Не переодеваясь, она завернулась в одеяло и отвернулась к стене. Мокрые волосы лежали на подушке, капала на голый пол вода.
– Может, хочешь чаю? – спросил Антон, вернувшись в комнату с пустой чашкой – как будто с доказательством, мол, смотри, я больше ничего от тебя не потребую.
Вета ничего не ответила.
– Простынешь, – наигранно-сердито пригрозил он, не зная, что бы еще сказать.
Она молчала, и Антон, потоптавшись еще немного, ушел на кухню. Дождь постепенно исходил на нет, хоть по-прежнему бил в стекла, но уже не зло, а так, словно стучал: «Пустите». Он все равно поставил на плиту чайник и сел ждать, не находя себе никакого другого занятия.
Отчаянно хотелось курить, но заставить себя вставать, чтобы открыть форточку, он не мог. Он мял в пальцах брошенную на обеденный стол конфетную обертку и вздыхал. Было безнадежно душно, так душно, что виски давно намокли от липкого пота. Серым призраком проступал город через мутное стекло и дождевую воду.
Антон услышал, как в комнате скрипнула кровать. Тихонько – видимо, Вета повернулась на другой бок, и может быть, теперь она смотрела в окно на этот же самый мутно-серый город. Он бросил фантик на стол и уже хотел было подняться, чтобы пойти к ней в комнату,
Закипел чайник и вместе с ним отчаянно затрезвонил телефон. На ходу вывернув ручку плиты, Антон выбрался в прихожую и зажал телефонную трубку между ухом и плечом, одновременно зачем-то пытаясь прикрыть дверь в комнату.
Он ошибся – Вета лежала по-прежнему лицом к стене. В щель между не до конца закрытой дверью и косяком он наблюдал за Ветой – та шевельнулась, поднимая подушку под грудь.
– Да?
Трубка отозвалась потрескиванием.
– Алло? – раздраженно повторил Антон, собираясь уже вернуть трубку на рычаг, но на том конце провода послышалось тихое покашливание.

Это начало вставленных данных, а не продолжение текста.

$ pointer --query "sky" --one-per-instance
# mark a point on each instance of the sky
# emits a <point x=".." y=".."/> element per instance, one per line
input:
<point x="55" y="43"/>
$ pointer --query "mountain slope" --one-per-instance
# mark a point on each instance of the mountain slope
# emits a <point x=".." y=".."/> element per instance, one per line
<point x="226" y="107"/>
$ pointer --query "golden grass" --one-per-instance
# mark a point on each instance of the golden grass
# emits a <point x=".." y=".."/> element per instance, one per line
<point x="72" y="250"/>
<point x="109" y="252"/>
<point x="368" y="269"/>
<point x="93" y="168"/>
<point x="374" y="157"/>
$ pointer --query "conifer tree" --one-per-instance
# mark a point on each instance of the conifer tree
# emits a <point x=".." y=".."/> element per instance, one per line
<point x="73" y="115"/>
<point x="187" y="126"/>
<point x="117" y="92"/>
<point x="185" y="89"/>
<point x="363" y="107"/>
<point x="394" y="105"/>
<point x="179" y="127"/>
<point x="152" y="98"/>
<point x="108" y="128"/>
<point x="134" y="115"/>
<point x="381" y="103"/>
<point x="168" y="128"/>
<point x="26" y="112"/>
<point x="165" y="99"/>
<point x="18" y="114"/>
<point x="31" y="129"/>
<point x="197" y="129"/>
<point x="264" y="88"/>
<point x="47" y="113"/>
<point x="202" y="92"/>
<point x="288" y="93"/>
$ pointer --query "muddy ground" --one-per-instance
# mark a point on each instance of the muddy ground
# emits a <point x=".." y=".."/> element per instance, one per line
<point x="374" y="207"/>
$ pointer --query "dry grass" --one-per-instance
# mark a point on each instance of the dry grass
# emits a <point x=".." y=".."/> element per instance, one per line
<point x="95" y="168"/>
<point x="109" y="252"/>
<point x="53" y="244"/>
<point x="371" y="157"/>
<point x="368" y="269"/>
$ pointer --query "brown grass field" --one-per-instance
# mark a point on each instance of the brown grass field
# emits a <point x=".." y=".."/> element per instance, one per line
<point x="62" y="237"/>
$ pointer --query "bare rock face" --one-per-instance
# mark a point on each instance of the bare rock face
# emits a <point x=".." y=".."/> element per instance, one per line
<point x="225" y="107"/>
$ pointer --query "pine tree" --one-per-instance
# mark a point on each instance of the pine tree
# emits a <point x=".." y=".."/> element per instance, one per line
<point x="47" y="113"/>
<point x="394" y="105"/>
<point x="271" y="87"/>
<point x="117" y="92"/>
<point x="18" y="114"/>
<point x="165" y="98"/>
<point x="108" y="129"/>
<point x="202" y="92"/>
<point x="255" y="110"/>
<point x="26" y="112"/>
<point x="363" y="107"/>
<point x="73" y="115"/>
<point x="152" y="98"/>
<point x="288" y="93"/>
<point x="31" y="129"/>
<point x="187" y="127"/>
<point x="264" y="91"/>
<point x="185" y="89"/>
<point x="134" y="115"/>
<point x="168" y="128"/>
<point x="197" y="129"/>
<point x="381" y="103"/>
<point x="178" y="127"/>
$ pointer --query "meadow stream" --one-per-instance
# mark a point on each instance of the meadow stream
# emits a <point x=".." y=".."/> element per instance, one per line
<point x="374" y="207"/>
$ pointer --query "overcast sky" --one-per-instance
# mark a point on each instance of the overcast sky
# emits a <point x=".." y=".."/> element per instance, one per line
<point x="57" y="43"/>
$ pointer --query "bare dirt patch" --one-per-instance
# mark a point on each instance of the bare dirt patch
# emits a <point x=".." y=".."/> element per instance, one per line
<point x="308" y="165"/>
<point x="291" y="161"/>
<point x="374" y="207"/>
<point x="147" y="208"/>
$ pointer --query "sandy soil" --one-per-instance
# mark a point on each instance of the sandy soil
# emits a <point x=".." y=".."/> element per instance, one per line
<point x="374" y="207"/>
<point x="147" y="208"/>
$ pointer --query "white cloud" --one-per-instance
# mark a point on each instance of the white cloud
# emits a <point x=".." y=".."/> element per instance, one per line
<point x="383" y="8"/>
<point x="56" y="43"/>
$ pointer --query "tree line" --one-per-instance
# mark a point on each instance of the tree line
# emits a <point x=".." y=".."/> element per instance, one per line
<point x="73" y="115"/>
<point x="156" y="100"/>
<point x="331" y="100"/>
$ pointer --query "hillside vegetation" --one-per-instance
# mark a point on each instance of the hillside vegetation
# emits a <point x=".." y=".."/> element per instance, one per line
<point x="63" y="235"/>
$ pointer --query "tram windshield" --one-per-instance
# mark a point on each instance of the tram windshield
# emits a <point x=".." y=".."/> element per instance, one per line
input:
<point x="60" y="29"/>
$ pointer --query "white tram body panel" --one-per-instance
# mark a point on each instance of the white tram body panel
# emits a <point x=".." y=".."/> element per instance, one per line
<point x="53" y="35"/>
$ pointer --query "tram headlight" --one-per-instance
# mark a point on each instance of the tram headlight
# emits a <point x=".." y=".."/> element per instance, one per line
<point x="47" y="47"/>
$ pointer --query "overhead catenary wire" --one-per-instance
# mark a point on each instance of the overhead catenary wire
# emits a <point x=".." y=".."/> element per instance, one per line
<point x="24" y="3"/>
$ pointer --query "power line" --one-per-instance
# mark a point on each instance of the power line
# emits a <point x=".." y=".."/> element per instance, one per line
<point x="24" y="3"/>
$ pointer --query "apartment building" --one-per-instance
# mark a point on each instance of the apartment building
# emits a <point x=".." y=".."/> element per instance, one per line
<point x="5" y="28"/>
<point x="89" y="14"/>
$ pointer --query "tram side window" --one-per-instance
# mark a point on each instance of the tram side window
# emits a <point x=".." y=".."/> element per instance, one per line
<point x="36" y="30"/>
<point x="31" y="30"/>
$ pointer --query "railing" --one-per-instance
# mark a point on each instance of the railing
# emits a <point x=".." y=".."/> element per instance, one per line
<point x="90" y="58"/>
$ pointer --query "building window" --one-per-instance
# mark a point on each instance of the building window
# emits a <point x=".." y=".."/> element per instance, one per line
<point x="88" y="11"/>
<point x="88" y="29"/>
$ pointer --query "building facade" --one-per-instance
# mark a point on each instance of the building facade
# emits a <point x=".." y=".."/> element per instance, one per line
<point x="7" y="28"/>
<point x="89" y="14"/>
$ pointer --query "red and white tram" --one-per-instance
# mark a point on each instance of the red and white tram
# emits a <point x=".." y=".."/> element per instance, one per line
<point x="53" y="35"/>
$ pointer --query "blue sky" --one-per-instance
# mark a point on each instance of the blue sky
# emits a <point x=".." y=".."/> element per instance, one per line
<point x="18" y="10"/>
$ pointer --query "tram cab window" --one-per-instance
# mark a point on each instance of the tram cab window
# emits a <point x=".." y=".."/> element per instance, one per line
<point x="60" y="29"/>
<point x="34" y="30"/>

– Слышишь? Слышишь? – Кто бы ни пытался с ним поговорить, он сильно охрип и едва выводил слова.
– Кто это? – не понял Антон.
– Своих уже не узнаешь? – в трубке едва слышно засмеялись, потом закашлялись опять. – Я знаю, кто убийца. Подъедешь?
Антон мельком глянул в щель не до конца закрытой двери. Вета лежала, закрыв глаза и даже не сбрасывая с лица влажные пряди волос. В прошлый их визит к Марту ей там не слишком-то понравилось. Но и оставить ее одну дома Антону тоже что-то мешало.
– Это не подождет?
– Издеваешься, что ли? – голос Марта изошел на свист.
– Не пойти бы тебе… – зло выдохнул Антон, чуть отдаляя трубку от лица. В эту минуту ему не хватало только ломать голову над убийствами и прочими отголосками работы. – Ладно, приеду. Но позже.
Он бросил трубку на рычаг и прислушался: дождь утих до еле слышного царапанья в стекла. Еще немного – и от него останутся только лужи, лаково блестящие в свете уличных фонарей.
Антон пошел в комнату и присел на край кровати. Он совсем не знал, что говорить, но Вета начала первая.
– Мне нужно будет написать докладную директору? – спросила она глухо оттого, что лежала, почти уткнувшись лицом в подушку. – Ну. Они же прогуляли урок.
Он склонился, потом еще немного, и лег рядом – и взял ее за руку. Вышло, что почти обнял. Вета не отстранилась. Может, у нее не было сил. Ее плечо, не прикрытое одеялом, было холодным, как дождь. Антон прикоснулся к нему губами, без тени флирта. Так мама проверяет у малыша температуру – негорячий ли лоб.
– Можно и к директору, – сообразил он не сразу. – Или к завучу. Она обязана разбираться с такими вещами.
– Как бы она со мной не разобралась после такого, – невесело усмехнулась Вета.
– Оставайся сегодня, – попросил Антон, ловя ее руку.
Она моргнула и отвела наконец взгляд от единственной точки на стене. Губы дрогнули, но Вета ничего не ответила – только выдохнула.
Дождь вымочил город, сразу же окунув его в промозглую гулкую осень, и на асфальте стало так много желтых кленовых листьев, что они покрыли улицы коврами. Вета наступала на листья, как будто давила их, сосредоточенно и насупленно смотрела себе под ноги.